You feel enormously vulnerable, the way you always do around her. Those piercing blue eyes miss nothing, and not for once you wish they would. You wish they’d miss how bored you are with your life, the way you have nothing to say to your children or your husband, and most of all you wish she didn’t instinctively know how horribly lonely you are. You gulp down the last dregs under her watchful gaze, and say “Thank you.” She leans in and kisses you on the cheek, her lips warm against your skin for a moment. “You need to get some sleep.” Her fingers tingle with magic as they brush your skin, and she pushes you gently towards the stairs. You suddenly want to prolong this moment, enjoying the company of a woman you don’t know whether to thank or envy. You know what it is the children see in her, it’s the same thing that makes you want to cling to her and cry your troubles away, but you see something else, too. She’s the answer to all your prayers, but you can’t quite bridge the gap between the prim and proper governess and the giddily happy woman who’s in love and will do anything not to show it. If you scratch the surface you might find a confidante, even a friend. Perhaps even an ally in the ongoing battle that wages in your house between father and children and servants, where you both occupy neutral ground. But for now, you’ll settle for the heat of her body next to you, and the swishing of her skirts as they brush past yours.

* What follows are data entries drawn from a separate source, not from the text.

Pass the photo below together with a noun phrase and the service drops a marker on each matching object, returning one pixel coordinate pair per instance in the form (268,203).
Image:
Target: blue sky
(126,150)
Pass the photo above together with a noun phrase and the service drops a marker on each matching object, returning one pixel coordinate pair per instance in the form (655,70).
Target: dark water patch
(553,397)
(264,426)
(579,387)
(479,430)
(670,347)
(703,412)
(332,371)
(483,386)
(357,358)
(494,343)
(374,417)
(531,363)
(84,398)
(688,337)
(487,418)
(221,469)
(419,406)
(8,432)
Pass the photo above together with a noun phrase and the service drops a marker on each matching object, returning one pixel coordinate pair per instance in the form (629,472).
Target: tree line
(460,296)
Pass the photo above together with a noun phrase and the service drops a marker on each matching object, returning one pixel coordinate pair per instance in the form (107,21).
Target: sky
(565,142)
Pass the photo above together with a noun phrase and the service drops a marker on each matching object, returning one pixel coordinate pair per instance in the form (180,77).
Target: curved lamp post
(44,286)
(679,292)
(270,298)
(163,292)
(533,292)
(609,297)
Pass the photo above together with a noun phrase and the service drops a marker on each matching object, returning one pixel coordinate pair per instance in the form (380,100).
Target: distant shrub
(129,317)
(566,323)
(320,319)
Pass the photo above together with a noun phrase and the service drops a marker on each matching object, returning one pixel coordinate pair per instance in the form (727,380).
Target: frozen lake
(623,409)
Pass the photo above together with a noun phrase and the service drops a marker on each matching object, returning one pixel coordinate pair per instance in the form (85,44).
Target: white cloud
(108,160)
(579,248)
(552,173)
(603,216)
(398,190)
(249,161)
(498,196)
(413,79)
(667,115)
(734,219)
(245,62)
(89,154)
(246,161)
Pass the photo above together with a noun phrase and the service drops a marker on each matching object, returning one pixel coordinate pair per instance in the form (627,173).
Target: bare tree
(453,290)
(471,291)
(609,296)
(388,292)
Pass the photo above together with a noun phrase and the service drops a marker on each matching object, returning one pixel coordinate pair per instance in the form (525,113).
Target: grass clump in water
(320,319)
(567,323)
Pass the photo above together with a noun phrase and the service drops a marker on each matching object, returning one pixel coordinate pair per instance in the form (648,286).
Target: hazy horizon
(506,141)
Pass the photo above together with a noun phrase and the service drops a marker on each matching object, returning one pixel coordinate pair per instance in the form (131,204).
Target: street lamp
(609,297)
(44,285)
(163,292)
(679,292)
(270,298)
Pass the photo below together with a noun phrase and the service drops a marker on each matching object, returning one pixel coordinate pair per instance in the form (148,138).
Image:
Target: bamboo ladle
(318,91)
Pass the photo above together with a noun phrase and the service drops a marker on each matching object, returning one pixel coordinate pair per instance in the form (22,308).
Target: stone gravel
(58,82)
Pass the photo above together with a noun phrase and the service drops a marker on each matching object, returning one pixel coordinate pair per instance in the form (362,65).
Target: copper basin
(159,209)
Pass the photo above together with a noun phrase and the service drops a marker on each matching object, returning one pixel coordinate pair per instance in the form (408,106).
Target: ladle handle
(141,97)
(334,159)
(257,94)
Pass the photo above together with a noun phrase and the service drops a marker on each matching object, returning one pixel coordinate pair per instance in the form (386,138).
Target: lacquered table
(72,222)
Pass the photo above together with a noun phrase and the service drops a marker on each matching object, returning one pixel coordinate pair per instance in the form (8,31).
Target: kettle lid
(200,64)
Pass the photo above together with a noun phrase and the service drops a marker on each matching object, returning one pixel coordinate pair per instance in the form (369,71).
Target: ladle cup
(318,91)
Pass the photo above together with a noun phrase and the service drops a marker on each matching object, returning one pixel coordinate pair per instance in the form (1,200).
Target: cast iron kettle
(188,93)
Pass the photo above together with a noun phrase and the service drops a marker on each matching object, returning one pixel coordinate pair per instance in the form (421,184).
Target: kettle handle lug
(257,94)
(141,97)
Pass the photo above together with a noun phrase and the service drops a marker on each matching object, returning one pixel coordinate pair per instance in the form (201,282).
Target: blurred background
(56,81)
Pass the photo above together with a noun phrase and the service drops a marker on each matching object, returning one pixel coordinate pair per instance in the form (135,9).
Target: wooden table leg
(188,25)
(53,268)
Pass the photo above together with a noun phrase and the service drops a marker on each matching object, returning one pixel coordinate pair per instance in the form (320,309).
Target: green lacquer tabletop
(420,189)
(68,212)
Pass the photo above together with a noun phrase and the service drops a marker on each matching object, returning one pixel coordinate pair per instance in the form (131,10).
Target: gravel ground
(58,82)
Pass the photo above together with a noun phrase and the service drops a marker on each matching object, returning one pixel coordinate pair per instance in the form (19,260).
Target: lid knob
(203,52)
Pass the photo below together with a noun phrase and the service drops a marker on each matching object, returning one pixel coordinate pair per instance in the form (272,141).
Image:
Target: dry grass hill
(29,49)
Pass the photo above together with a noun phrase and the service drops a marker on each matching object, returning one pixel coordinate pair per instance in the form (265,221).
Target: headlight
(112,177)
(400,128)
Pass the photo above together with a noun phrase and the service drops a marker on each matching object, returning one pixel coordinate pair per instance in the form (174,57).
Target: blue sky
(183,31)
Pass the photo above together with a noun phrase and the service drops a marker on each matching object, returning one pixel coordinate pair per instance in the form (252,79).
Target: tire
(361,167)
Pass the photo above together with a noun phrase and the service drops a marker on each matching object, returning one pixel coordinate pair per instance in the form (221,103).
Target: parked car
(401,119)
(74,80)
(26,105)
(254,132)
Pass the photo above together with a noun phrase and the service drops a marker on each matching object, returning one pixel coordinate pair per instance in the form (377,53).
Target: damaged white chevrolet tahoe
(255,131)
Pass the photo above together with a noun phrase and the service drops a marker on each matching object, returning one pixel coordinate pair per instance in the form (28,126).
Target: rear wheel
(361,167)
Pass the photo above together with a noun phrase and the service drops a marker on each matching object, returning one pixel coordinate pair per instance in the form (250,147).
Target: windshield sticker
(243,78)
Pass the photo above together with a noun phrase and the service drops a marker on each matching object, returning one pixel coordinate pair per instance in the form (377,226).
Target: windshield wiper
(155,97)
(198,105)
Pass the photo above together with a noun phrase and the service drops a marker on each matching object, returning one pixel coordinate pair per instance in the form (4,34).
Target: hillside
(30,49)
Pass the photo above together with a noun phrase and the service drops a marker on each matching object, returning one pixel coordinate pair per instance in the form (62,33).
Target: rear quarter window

“I meant it when I said I hoped you had a nice evening.”

She smiles, wistfully. “I know.” A pause. “Bert sends his regards.” She looks so normal, just for an instant. Just a pretty nanny in a happy house, talking about her sweetheart. But there’s a tinge of regret there, as well, as though she’s thinking about something that can never really happen. As though she already knows how this story will turn out and she’s resigned to it, because happiness isn’t what matters in the end. Mary Poppins never lets her guard down and never admits to needing anyone…but if she did, you think it would be now. You’re sure that the brief pressure of her hand on your shoulder is because she’s tired, and the trembling of her lips is a trick of the shadows. You lean into her touch for a moment, resting your head against the fabric of the coat she hasn’t stopped to take off, and you can still smell cherry blossoms and soot and longing.

The clock strikes twelve, and you both glance up at it. Her day off has officially finished, and now you have to go back to being nanny and employer, and forget any tentative friendship you might have shared. You walk upstairs alone, and when you pause at the top, you look down and only see shadows.

It’s late and you’re tired and you know that when you open your bedroom door, George won’t notice you’ve been gone.  



End file.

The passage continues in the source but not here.